Nous avons des potentialités énormes et un savoir-faire, vieux de plusieurs décennies, susceptibles d’offrir à la filière d’énormes opportunités pour son expansion sur le marché local comme à l’international», insistaient, à l’unanimité, devant les caméras de télévision, des opérateurs économiques activant dans l’industrie textile, présents au Salon national des produits textiles, de l’habillement et de la chaussure qui s’est tenu au Palais des expositions du 10 au 19 avril courant. 

Plus précis, d’autres intervenants souligneront, en outre, les bonds vertigineux que connaissent ces derniers temps les cours mondiaux de ce qui est appelé l’or blanc ; les prix ayant été propulsés au plus haut niveau depuis une dizaine d’années. «La hausse générale des matières premières a touché la filière cotonnière. La fibre végétale a atteint des seuils jamais égalés. 

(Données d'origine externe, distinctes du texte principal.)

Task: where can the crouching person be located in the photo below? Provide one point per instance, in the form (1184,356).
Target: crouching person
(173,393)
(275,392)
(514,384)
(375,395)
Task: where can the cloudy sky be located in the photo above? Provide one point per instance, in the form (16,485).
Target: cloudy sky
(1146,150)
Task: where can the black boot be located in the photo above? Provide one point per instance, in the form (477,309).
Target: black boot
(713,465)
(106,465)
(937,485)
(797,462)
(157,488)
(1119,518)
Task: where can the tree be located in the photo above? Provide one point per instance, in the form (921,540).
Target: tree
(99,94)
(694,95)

En plus du conflit russo-ukrainien, les conditions climatiques défavorables (sécheresse) y sont pour beaucoup dans nombre de puissances cotonnières, comme les Etats-Unis, troisième producteur et premier exportateur à l’échelle mondiale qui ont vu leurs capacités se contracter sensiblement. D’où le déséquilibre profond entre l’offre et la demande sur le marché international.»  

Seule la relance de la culture locale du coton, abandonnée pour des raisons, à ce jour, inexpliquées, serait, aux yeux de bon nombre d’industriels du textile, en mesure de défaire la filière de la dépendance, économiquement fort pesante et contraignante,  du marché extérieur. 

Cet appel, plus d’une fois exprimé, pourrait, peut-être, trouver cette fois-ci une oreille attentive auprès des plus hautes autorités du pays, elles qui semblent plus que jamais, déterminées à mettre le cap sur «ce secteur prometteur dont tous les indicateurs suggèrent un marché gagnant localement et à l’extérieur car s’ouvrant sur plusieurs blocs commerciaux libres (arabes, africains et européens), en plus de la main-d’œuvre qualifiée et non coûteuse et du positionnement géographique stratégique du pays», se réjouissait, en effet, le ministre du Commerce et de la Promotion des exportations, Tayeb Zitouni, dans une intervention faite lors du Salon.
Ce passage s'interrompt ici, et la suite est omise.